On Campus in KSA: Expanding the Female Workforce
Every country benefits from having more women participate in the labor force, says PricewaterhouseCoopers (PwC). In the United States, increased female workforce participation would add 5% to GDP. In Egypt, the impact on GDP would be 56%. While PwC didn’t calculate numbers for Saudi Arabia, the impact in next-door UAE would be a 12% boost.
So it’s clear that any steps to improve female workforce participation are good for economic growth. That’s why GE is working with universities and government partners to strengthen Saudi Arabia’s human capital, including its female human capital.
GE recently concluded initiatives with two all-women’s universities in support of this goal: the first, an MoU with Dammam University to offer annual scholarships to talented students and the second, a “GE Day” at Effat University in Jeddah.
The MoU covers a three-year period and is part of a broader Kingdom-wide commitment by GE to provide SAR 22 million ($5.87 million) in funds to support 60 academic scholarships annually.
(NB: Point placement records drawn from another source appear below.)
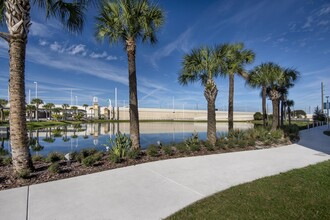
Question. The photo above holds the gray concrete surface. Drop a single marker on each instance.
(158, 189)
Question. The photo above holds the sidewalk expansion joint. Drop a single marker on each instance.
(171, 180)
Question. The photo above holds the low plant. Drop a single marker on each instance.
(134, 153)
(54, 157)
(120, 146)
(24, 173)
(90, 160)
(37, 158)
(181, 148)
(54, 168)
(152, 151)
(167, 150)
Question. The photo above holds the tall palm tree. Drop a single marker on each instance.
(3, 103)
(236, 58)
(18, 21)
(204, 64)
(129, 21)
(30, 109)
(279, 78)
(37, 102)
(85, 106)
(49, 107)
(259, 77)
(289, 104)
(65, 107)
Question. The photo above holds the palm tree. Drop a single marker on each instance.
(289, 104)
(279, 78)
(30, 109)
(236, 58)
(128, 21)
(37, 102)
(85, 106)
(259, 77)
(49, 107)
(65, 106)
(203, 65)
(3, 103)
(18, 23)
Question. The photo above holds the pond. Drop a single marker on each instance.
(76, 137)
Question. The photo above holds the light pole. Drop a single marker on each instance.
(36, 89)
(327, 110)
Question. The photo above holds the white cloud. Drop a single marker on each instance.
(77, 49)
(38, 29)
(43, 42)
(111, 58)
(180, 44)
(98, 55)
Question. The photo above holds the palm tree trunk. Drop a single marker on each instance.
(18, 130)
(289, 115)
(210, 94)
(231, 103)
(133, 101)
(264, 110)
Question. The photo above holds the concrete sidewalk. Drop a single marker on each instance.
(157, 189)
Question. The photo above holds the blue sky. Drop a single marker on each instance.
(292, 33)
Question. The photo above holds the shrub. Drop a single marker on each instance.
(24, 173)
(193, 140)
(54, 157)
(134, 153)
(257, 116)
(152, 151)
(120, 146)
(3, 152)
(181, 147)
(89, 160)
(168, 150)
(54, 168)
(37, 157)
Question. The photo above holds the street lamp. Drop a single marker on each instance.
(36, 89)
(327, 110)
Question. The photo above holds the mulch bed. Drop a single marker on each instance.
(41, 174)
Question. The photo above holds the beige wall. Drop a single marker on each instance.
(169, 114)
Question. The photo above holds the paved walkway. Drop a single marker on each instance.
(158, 189)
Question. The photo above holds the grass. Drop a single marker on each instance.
(298, 194)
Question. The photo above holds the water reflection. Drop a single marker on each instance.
(75, 137)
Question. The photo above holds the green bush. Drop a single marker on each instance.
(54, 168)
(120, 146)
(134, 153)
(208, 146)
(54, 157)
(37, 158)
(168, 150)
(152, 151)
(257, 116)
(181, 148)
(90, 160)
(24, 173)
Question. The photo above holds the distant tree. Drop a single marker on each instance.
(128, 21)
(30, 109)
(318, 115)
(236, 58)
(289, 104)
(49, 107)
(204, 65)
(37, 102)
(65, 107)
(85, 106)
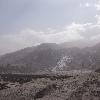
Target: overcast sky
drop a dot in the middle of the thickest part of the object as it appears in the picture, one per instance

This includes 30 scholarships to students at the King Fahd University of Petroleum & Minerals (KFUPM), and 30 scholarships to female students from various universities in the Kingdom, including the University of Dammam.
During the GE Day at Effat University, GE executives led interactive sessions addressing a wide range of topics relevant to the workplace, with specific focus on strengthening the leadership skills of the students and highlighting the importance of localized innovation. A panel discussion on “Imagination at Work” included GE executives and business leaders, Effat University faculty, and student representatives.
Also at the event, GE executives gave students advice on what to consider when applying for a position with the company, what skills they need in the workplace and how to gain GE experience without being an employee. Students were encouraged to explore careers at the GE Manufacturing Technology Center in Dammam, which already employs two Saudi female engineers in the workshop and is looking to expand that number.
GE’s commitment to support women’s employment in Saudi Arabia is an ongoing process, with another recent example including the launch of the Business Processes Service Center, a business-outsourcing center that employs approximately 400 female Saudi university graduates. It was developed jointly by GE, Tata Consultancy Services (TCS) and Saudi Aramco.